One bus had a suspicious looking floor that I was uncertain would hold up with the weight of everyone on board, and another had a full bucket of water underneath a seat. I noticed that one when it splashed onto my foot when the driver braked suddenly – which was a regular occurrence. The funniest experience I had on these buses was on the way to Mdina. A middle aged local woman got on the bus and when she sat down she made the sign of the cross on her head and chest. This caught my attention, and I didn’t have to wait long to find out why she was praying… It had started to rain (yes, apparently it does now rain in June in Malta) and the roads were obviously slippery. Not something that usually concerns bus passengers I’m sure. This bus however must have had tyres that were as bald as a baby’s bum because the bus began to slide all over the road. The driver wasn’t going all that fast either, but corners became rally corners, with the rear end of the bus sliding out as soon as the brakes were applied. Even stopping at the next stop became a sliding halt rather than a graceful stop. I couldn’t stop myself grinning at the shock and uncertainty on the faces of the other tourists on the bus and enjoyed myself immensely.

Leaving Malta

I ran out of time to do everything I would have liked in Malta, for such a small country it has many more places to visit and things to see than I imagined. A great tourism site for the country is the official ‘Tourism Malta’ site, which has heaps of information on where to go and what to see.

I left the hostel three hours before my flight, thinking that would be heaps of time to get to the airport. What I hadn’t counted on however, was that there would be many other people heading for the same flight and therefore the buses to the airport would be full. Thankfully I only have my main backpack and a small carry on bag, however, with the Maltese buses as they are you don’t have much room for luggage. Luckily a backpack is easier to sit on your lap than a suitcase.

The buses were passing my stop one by one without stopping – they were so full the drivers didn’t even stop. I ended up walking two stops backwards from my destination in an effort to reach a stop without many other people and hope the driver would stop for just a few of us. I eventually got on a bus to Valletta and then got the airport bus (#8) just as the engine began to rev for departure. I arrived at the airport ten minutes before check in closed, phew! The ride to the airport was another entertaining journey, with traffic jams and road works galore. The bus was packed and thankfully I was committed until the last stop, for watching others getting off earlier it seemed to be a feat of courage and strength to make their way down the aisle and onto solid ground.
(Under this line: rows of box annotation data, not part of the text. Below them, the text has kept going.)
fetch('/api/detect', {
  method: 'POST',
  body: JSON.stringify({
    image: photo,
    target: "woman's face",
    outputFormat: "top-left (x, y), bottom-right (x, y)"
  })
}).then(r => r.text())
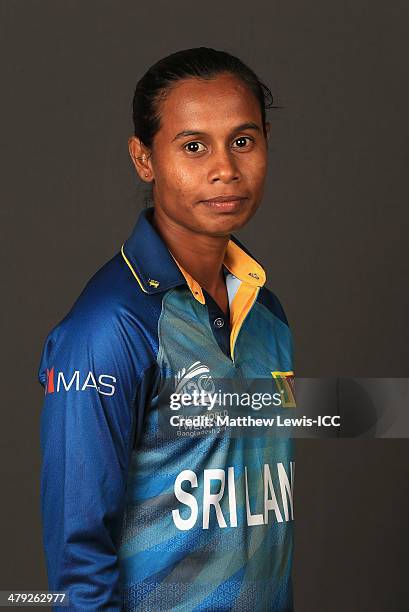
top-left (137, 73), bottom-right (269, 235)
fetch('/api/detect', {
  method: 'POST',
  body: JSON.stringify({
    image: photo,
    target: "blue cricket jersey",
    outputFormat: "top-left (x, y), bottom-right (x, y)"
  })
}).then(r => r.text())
top-left (39, 207), bottom-right (295, 612)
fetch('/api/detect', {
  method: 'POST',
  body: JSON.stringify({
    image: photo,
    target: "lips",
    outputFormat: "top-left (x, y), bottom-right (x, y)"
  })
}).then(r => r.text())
top-left (201, 194), bottom-right (246, 204)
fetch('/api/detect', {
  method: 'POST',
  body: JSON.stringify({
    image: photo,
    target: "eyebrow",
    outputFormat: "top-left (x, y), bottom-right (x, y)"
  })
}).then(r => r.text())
top-left (172, 121), bottom-right (261, 142)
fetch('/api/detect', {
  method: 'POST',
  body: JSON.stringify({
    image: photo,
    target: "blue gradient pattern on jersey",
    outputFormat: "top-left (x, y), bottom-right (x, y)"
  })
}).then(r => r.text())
top-left (39, 209), bottom-right (294, 612)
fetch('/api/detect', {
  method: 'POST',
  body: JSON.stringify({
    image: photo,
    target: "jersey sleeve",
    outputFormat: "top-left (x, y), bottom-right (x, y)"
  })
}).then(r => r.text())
top-left (39, 304), bottom-right (155, 610)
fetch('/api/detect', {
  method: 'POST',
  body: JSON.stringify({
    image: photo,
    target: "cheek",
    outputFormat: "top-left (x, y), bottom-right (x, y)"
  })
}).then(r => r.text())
top-left (155, 160), bottom-right (199, 194)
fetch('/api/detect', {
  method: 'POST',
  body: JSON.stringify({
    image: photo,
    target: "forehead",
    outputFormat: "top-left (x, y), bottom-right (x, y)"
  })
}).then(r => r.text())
top-left (159, 74), bottom-right (262, 132)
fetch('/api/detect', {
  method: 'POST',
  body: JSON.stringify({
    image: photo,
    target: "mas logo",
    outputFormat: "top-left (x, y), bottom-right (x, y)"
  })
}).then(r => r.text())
top-left (45, 366), bottom-right (116, 395)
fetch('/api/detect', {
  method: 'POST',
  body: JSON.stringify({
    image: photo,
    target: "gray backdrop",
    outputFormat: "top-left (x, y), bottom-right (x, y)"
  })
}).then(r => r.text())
top-left (0, 0), bottom-right (409, 612)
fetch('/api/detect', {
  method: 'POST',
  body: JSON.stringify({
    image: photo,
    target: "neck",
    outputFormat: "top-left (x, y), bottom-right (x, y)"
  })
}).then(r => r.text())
top-left (152, 207), bottom-right (230, 295)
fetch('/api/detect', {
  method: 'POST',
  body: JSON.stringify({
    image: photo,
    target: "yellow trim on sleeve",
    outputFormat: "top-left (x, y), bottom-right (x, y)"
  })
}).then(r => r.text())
top-left (121, 245), bottom-right (148, 293)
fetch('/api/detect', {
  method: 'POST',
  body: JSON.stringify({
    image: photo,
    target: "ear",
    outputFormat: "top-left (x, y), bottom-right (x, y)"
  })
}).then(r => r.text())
top-left (128, 136), bottom-right (154, 183)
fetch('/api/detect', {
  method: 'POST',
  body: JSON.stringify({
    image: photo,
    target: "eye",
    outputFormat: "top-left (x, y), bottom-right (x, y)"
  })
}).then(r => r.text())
top-left (183, 140), bottom-right (205, 153)
top-left (234, 136), bottom-right (254, 149)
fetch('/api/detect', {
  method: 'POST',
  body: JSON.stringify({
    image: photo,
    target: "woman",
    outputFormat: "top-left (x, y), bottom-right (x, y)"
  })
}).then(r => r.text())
top-left (39, 47), bottom-right (294, 611)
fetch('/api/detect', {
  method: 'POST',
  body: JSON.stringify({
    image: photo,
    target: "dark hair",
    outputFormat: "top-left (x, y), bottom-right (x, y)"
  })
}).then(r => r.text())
top-left (132, 47), bottom-right (273, 148)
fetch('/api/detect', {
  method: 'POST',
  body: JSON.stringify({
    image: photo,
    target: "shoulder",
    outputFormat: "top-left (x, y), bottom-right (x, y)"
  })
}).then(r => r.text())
top-left (40, 252), bottom-right (161, 384)
top-left (257, 286), bottom-right (289, 327)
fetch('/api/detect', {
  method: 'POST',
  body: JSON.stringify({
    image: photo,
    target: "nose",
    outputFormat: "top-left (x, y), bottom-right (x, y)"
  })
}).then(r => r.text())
top-left (209, 149), bottom-right (241, 183)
There was a near altercation between our bus and a truck, with both large vehicles vying for space in the merging traffic. The truck driver turned his side mirror in at the last minute to avoid it getting smashed and all the passengers on the bus added insult to injury by contributing their own expletives to the tense atmosphere. Further on we came upon a street that was closed to traffic for road works. The bus driver had obviously decided enough was enough and was determined to enter the road regardless of the barriers. A heated argument with the workman ensued, with contributions from the passengers shouted through the open windows. It was chaos, and everyone was quickly losing their temper in the hot and crowded conditions. Eventually the workman gave in and opened the barriers so we could pass through and a roaring cheer erupted from the bus. Victory had been achieved and everyone laughed and clapped with glee at the workman’s expense. The rest of the ride was fast and bumpy with smiles all around – and many thanks that we arrived just in time.